East and south of Death Valley lies the most interesting section of the American desert, the so-called succulent desert of southern Arizona and northern Mexico. There in greatest profusion grow the cacti, perhaps the latest and most highly specialized of all the great families of plants. There occur such strange scenes as the "forests" of suhuaros, whose giant columns have already been described. Their beautiful crowns of large white flowers produce a fruit which is one of the mainstays of the Papagos and other Indians of the regions. In this same region the yucca is highly developed, and its tall stalks of white or greenish flowers make the desert appear like a flower garden. In fact this whole desert, thanks to light rains in summer as well as winter, appears extraordinarily green and prosperous. Its fair appearance has deceived many a poor settler who has vainly tried to cultivate it.

Farther south the deserts of America are largely confined to plateaus like those of Mexico and Peru or to basins sheltered on all sides from rain-bearing winds. In such basins the suddenness of the transition from one type of vegetation to another is astonishing. In Guatemala, for instance, the coast is bordered by thick jungle which quickly gives place to magnificent rain forest a few miles inland. This continues two or three score miles from the coast until a point is reached where mountains begin to obstruct the rain-bearing trade-winds. At once the rain forest gives place to jungle; in a few miles jungle in its turn is replaced by scrub; and shortly the scrub degenerates to mere desert bush. Then in another fifty miles one rises to the main plateau passing once more through scrub. This time the scrub gives place to grass-lands diversified by deciduous trees and pines which give the country a distinctly temperate aspect. On such plateaus the chief civilization of the tropical Latin-American countries now centers. In the past, however, the plateaus were far surpassed by the Maya lowlands of Yucatan and Guatemala.

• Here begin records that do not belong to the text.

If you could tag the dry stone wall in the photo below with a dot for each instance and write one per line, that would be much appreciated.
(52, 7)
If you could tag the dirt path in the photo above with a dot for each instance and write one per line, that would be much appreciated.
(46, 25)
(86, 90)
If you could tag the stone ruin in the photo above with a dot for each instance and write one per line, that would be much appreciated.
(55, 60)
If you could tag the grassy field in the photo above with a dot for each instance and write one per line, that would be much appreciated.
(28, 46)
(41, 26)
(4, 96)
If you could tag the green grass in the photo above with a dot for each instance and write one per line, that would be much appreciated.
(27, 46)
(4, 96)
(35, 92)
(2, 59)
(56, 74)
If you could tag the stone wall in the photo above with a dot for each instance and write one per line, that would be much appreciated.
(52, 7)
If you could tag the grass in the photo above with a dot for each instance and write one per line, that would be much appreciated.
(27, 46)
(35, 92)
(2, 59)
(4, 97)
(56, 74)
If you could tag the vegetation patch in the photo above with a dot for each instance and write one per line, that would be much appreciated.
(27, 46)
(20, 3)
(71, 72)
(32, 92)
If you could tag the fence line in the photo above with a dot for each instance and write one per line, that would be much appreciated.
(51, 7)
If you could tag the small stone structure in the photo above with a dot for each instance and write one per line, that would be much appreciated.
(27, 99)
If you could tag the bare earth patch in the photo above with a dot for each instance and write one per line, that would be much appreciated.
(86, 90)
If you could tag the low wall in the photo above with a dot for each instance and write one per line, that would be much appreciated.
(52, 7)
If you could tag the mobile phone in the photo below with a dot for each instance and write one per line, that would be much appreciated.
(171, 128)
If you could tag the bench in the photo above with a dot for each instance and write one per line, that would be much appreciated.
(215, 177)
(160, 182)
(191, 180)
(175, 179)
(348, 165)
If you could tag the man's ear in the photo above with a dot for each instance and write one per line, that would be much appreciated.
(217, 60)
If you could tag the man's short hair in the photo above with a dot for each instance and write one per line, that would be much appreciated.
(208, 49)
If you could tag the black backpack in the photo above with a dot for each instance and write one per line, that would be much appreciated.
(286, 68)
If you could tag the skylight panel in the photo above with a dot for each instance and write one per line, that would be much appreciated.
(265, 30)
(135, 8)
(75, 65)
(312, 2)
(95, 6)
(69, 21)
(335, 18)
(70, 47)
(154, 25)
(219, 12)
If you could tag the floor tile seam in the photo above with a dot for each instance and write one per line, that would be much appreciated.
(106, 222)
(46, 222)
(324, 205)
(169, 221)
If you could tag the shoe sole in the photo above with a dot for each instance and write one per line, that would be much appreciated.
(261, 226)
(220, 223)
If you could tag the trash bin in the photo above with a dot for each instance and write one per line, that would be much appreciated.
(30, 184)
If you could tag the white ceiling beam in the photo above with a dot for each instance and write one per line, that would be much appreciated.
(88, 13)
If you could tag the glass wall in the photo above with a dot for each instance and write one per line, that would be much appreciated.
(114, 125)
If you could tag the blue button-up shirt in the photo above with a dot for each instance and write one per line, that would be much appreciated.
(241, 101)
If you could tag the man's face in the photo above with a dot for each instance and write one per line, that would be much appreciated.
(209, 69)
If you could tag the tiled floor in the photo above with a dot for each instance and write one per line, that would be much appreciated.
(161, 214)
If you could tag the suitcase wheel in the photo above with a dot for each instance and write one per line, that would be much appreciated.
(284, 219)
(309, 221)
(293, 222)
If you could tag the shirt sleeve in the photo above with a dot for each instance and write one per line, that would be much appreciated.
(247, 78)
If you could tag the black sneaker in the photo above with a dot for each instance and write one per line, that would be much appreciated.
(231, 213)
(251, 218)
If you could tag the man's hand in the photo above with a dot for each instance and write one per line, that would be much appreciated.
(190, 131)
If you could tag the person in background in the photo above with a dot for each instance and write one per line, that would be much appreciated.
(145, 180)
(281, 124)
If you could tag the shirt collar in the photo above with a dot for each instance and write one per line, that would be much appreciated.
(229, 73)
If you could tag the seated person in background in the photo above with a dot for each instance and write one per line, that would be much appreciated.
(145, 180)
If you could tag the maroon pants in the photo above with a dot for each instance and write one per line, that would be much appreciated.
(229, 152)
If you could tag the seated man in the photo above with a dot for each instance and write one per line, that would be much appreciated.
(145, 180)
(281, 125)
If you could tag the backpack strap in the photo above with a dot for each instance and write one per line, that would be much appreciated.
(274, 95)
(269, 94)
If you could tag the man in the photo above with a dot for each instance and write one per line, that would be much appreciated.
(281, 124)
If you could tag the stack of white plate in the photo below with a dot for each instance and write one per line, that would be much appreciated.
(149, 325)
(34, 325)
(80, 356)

We believe deserts are places where the plants are of few kinds and not much crowded. As a matter of fact, an ordinary desert supports a much greater variety of plants than does either a forest or a prairie. The reason is simple. Every desert contains wet spots near springs or in swamps. Such places abound with all sorts of water-loving plants. The deserts also contain a few valleys where the larger streams keep the ground moist at all seasons. In such places the variety of trees is as great as in many forests. Moreover almost all deserts have short periods of abundant moisture.

At such times the seeds of all sorts of little annual plants, including grasses, daisies, lupines, and a host of others, sprout quickly, and give rise to a carpet of vegetation as varied and beautiful as that of the prairie. Thus the desert has not only its own peculiar bushes and succulents but many of the products of vegetation in swamps, grasslands, and forests. Though much of the ground is bare in the desert, the plants are actually crowded together as closely as possible. The showers of such regions are usually so brief that they merely wet the surface. At a depth of a foot or more the soil of many deserts never becomes moist from year's end to year's end. It is useless for plants to send their roots deep down under such circumstances, for they might not reach water for a hundred feet. Their only recourse is to spread horizontally. The farther they spread, the more water they can absorb after the scanty showers. Hence the plants of the desert throttle one another by extending their roots horizontally, just as those of the forest kill one another by springing rapidly upward and shutting out the light.